Doctoral Fellow Zoé Évrard Zoé Evrard

Discipline: Political Science
Supervisor: Jenny Andersson
Enrolled: September 2017


Neoliberalization through Elite Consensus: The Case of Belgium

Less than half a century after the first gathering of the Mont Pelerin Society (MPS), in 1947, neoliberalism had turned into “a commonsense of the times” (Peck and Tickell 2002: 381). In most if not all advanced capitalist countries neoliberalisation, i.e., a common trajectory in a neoliberal dimension, could be observed (Hay 2011; Baccaro and Howell 2017). A common neoliberal trajectory does not imply a convergence in institutional form, “a glacial flattening of the institutional landscape to an identical topography” as Baccaro and Howell put it (2017: 15). In fact, depending on the local power relations and constraints set by existing institutions, neoliberalisation happened through different paths and mechanisms across countries, producing differentiated outcomes or varieties of liberalisation (Fourcade-Gourinchas and Babb 2002; Thelen 2014). Besides, it is interesting to note that not only MPS-related, but a vast range of actors contributed to these neoliberalisations, including notoriously left and center-left parties (Mudge 2008).

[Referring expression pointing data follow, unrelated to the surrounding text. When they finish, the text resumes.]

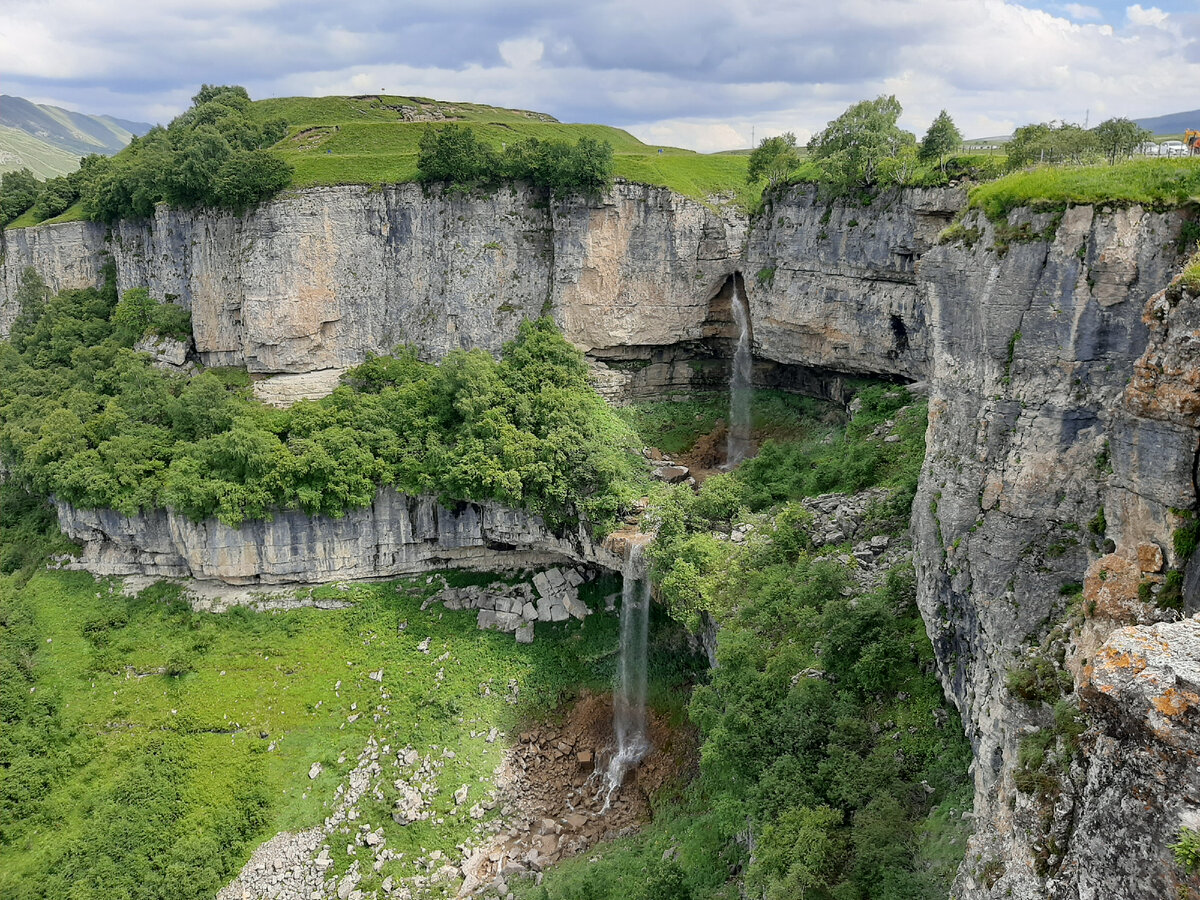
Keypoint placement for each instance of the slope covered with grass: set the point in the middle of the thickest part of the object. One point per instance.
(1156, 184)
(340, 141)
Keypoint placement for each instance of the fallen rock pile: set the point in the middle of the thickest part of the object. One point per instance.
(514, 609)
(556, 801)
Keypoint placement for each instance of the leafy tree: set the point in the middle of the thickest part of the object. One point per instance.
(853, 150)
(135, 312)
(249, 177)
(18, 191)
(454, 154)
(940, 141)
(1120, 138)
(1051, 143)
(210, 155)
(774, 160)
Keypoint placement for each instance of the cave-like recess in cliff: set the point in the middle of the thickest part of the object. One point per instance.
(703, 364)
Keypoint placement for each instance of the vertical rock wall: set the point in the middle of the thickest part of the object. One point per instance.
(1063, 387)
(1030, 438)
(66, 256)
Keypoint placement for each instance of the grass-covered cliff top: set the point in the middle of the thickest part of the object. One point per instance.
(1157, 184)
(233, 153)
(373, 139)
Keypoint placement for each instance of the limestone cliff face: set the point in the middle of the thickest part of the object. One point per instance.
(66, 256)
(1032, 433)
(319, 279)
(396, 535)
(1062, 439)
(834, 286)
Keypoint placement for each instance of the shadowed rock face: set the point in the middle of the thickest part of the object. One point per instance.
(1062, 383)
(1031, 433)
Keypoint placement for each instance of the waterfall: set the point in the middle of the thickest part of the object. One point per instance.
(629, 705)
(738, 443)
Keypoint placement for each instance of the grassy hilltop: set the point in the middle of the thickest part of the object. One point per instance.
(373, 139)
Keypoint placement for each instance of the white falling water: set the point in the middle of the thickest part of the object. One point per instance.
(738, 443)
(629, 705)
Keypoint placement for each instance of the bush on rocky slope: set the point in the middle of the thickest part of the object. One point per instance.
(88, 419)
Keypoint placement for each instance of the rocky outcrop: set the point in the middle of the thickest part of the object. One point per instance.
(1038, 462)
(396, 535)
(834, 285)
(66, 256)
(1062, 437)
(318, 279)
(1140, 783)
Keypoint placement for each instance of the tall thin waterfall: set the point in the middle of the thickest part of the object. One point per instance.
(629, 706)
(738, 442)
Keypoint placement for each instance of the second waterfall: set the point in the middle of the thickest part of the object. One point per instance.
(629, 703)
(738, 443)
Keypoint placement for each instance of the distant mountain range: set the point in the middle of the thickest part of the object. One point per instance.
(1173, 123)
(49, 141)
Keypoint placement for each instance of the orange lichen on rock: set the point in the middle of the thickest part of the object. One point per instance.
(1122, 659)
(1175, 702)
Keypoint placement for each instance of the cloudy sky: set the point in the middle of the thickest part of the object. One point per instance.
(693, 73)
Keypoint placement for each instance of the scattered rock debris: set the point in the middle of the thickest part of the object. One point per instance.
(547, 802)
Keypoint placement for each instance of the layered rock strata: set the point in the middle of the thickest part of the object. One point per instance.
(396, 535)
(1038, 462)
(1062, 433)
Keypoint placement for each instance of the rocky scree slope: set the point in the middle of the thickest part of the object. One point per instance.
(1061, 387)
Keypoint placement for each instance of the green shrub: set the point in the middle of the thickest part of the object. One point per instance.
(1185, 539)
(1187, 850)
(1037, 681)
(211, 155)
(455, 155)
(87, 419)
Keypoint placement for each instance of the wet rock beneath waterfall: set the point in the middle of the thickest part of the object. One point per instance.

As a paradoxical result, considering the exponential growth of the literature on neoliberalism since the 1990s (Mirowski 2014; Boas and Gans-Morse 2009), much more work still needs to be done in order to fully understand how, when and why neoliberal ideas spread, became dominant, and were consolidated as such, first, and secondly, how the local and practical translations of neoliberal ideas in public policies have produced multiple patterns or varieties of neoliberalization (Peck and Tickell 2002; Brenner et al. 2010; Campbell and Pedersen 2001). This work seeks to extend the emerging historiography of neoliberalism in a currently under-explored context: Belgium. Why, how and to what extent, could neoliberalism become dominant in the 1980s, and consolidate in the 1990s as the dominant policy paradigm in Belgium, is the question it seeks to answer. Adopting discursive neo-institutionalism as the main theoretical perspective (e.g. Blyth 2002; Hay 2011), a historical approach supported by a process tracing methodology using qualitative data will be followed (i.e., Bennett and Checkel 2014; Collier 2011).